« La question n’est plus de savoir si le Liban va connaître une crise, mais quand. » Ces propos ont été tenus début juillet par l’économiste Toufic Gaspard devant des députés, des représentants d’institutions internationales et des experts*, sans susciter le moindre tollé. Il y a un an, le même économiste s’était fait incendier pour avoir publié une étude soulignant la fragilité du modèle monétaire et financier libanais. Mais depuis, les langues se sont déliées. Entre le ralentissement des entrées de capitaux, la détérioration des conditions économiques, le blocage politique et la hausse des taux à l’international, la capacité de la Banque du Liban à préserver la stabilité n’est plus indiscutable. Le scénario d’une dévaluation de la livre est de plus en plus évoqué, tant à l’arrière des taxis-services que dans les salons mondains, malgré les déclarations rassurantes du gouverneur.

Comme à son habitude, la classe politique, elle, ne se sent pas particulièrement concernée. Mais le rythme des tractations pour la formation du gouvernement et la priorité donnée aux enjeux politiciens ne traduisent clairement pas un sentiment d’urgence. Pour calmer les esprits, le ministre sortant de l’Économie, Raëd Khoury, s’est contenté d’un tweet dénonçant une campagne « menée par une partie à tendance communiste dans l’objectif de faire tomber le système financier actuel et en profiter ». « La situation n’est pas au mieux, mais le pays ne va pas s’effondrer », a-t-il assuré.

Alors complot communiste ou syndrome de Cassandre ?

Le manque de transparence des institutions publiques et leurs artifices comptables ne permettent pas toujours de juger la gravité de la situation. Fin juillet, le ministère des Finances n’avait publié que les chiffres des deux premiers mois de l’année, avec un déficit public en hausse de 435 % par rapport à la même période de 2017. Le trou dans les caisses de l’État s’élevait déjà à 865 millions de dollars en février, creusé par une augmentation des dépenses de 40 % contre à peine 6 % pour les revenus.

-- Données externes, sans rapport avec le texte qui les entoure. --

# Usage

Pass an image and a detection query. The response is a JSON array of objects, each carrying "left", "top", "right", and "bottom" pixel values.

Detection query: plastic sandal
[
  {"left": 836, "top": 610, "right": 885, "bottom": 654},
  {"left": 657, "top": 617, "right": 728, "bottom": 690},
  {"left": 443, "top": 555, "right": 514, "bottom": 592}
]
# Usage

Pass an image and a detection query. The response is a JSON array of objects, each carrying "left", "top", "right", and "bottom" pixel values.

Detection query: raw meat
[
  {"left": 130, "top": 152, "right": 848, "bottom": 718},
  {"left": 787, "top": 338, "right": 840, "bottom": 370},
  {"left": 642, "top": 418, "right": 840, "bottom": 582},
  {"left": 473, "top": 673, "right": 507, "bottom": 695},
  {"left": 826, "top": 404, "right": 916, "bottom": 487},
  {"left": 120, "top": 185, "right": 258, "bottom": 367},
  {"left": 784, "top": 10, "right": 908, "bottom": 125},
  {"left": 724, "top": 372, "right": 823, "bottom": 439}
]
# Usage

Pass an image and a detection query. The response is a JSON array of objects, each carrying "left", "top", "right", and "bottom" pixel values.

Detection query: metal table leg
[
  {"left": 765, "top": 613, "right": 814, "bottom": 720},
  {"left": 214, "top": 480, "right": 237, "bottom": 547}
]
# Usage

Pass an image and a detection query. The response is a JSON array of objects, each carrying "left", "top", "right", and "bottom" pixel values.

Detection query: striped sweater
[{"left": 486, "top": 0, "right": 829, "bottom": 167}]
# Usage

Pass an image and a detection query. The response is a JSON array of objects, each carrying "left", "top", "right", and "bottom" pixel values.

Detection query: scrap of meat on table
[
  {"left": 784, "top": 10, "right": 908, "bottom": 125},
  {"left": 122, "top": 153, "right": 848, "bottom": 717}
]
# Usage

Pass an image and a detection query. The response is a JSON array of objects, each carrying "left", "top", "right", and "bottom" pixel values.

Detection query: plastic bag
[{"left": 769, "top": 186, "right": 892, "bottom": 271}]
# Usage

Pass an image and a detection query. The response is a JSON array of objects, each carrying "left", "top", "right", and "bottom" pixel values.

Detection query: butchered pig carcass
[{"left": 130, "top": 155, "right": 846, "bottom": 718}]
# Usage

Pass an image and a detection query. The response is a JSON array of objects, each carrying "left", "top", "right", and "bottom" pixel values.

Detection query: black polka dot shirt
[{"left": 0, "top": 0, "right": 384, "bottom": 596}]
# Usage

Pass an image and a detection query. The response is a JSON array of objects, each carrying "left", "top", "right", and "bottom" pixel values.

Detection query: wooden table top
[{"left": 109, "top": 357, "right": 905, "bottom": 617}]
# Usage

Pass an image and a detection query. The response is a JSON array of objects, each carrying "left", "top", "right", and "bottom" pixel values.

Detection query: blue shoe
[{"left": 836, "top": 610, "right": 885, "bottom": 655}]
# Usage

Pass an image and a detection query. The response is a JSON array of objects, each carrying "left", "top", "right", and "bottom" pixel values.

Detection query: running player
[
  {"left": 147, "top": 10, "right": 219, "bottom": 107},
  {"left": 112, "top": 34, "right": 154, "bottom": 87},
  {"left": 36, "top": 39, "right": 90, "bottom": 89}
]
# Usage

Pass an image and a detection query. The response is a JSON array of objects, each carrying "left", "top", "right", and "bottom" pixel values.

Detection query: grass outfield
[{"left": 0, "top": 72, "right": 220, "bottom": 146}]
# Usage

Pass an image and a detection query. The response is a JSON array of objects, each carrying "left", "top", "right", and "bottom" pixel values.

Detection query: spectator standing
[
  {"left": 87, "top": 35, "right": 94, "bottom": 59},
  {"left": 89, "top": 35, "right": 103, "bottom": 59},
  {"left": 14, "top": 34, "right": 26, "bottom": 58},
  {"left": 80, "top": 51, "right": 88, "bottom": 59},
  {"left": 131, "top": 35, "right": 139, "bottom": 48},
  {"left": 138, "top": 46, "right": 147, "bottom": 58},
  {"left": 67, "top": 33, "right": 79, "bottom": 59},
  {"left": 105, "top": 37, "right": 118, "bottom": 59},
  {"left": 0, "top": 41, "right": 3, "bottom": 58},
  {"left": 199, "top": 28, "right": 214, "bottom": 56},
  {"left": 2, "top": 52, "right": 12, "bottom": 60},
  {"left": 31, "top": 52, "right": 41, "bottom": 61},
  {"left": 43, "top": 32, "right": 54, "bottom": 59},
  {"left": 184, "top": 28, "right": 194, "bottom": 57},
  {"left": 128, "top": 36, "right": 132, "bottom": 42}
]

Même si la période n’est pas significative, les experts mettent d’ores et déjà en doute la capacité du gouvernement à remplir les objectifs fixés dans le budget 2018, ne serait-ce qu’au niveau des dépenses dédiées à l’électricité, gonflées par la hausse des prix du pétrole, ou celles liées à la révision de la grille des salaires, dont on n’a pas fini de mesurer l’ampleur.

Au-delà de 2018, le Liban s’est engagé devant les bailleurs de fonds en avril à Paris à réduire son déficit par rapport au PIB d’un point chaque année sur cinq ans, un ajustement jugé indispensable pour rendre la dette “soutenable”.

Mais quels sont les leviers dont il dispose à court terme ? Côté dépenses, les marges de manœuvre au niveau des trois principaux postes paraissent limitées dans le contexte actuel : les salaires peuvent difficilement être revus à la baisse, le service de la dette est incompressible à moins d’une restructuration impliquant les banques, tandis qu’une hausse des tarifs d’EDL serait socialement inacceptable si elle n’est pas accompagnée d’une amélioration de la fourniture de courant.

Côté recettes, le plus facile pour l’État libanais serait d’augmenter la TVA, mais le coût économique et social serait énorme. Toutes les autres mesures d’assainissement des finances publiques, comme la lutte contre la corruption, le gaspillage, l’évasion fiscale, ou une refonte du régime fiscal, exigent un courage, une volonté et un consensus politique qui semblent toujours faire défaut au Liban.

Que peut-on donc espérer à court terme ? Une amélioration des ratios grâce à une accélération de la croissance. Là encore, difficile d’imaginer une réforme ambitieuse du modèle économique à l’ombre du système clientéliste et oligarchique actuel, mais une petite bouffée d’oxygène suffit pour gagner du temps. Elle pourrait venir d’une remontée des prix du brut, qui doperait les entrées de capitaux, ou d’une amélioration de la situation en Syrie. À défaut de leaders capables de prendre son destin en main, le Liban ne peut compter que sur sa bonne étoile. Et sur l’irréductible optimisme de ses citoyens qui continuent à danser, chanter, et boire… en priant pour que la fête ne s’arrête jamais.


*Lors d’une conférence organisée le 6 juillet par l’ONG Kulluna Irada.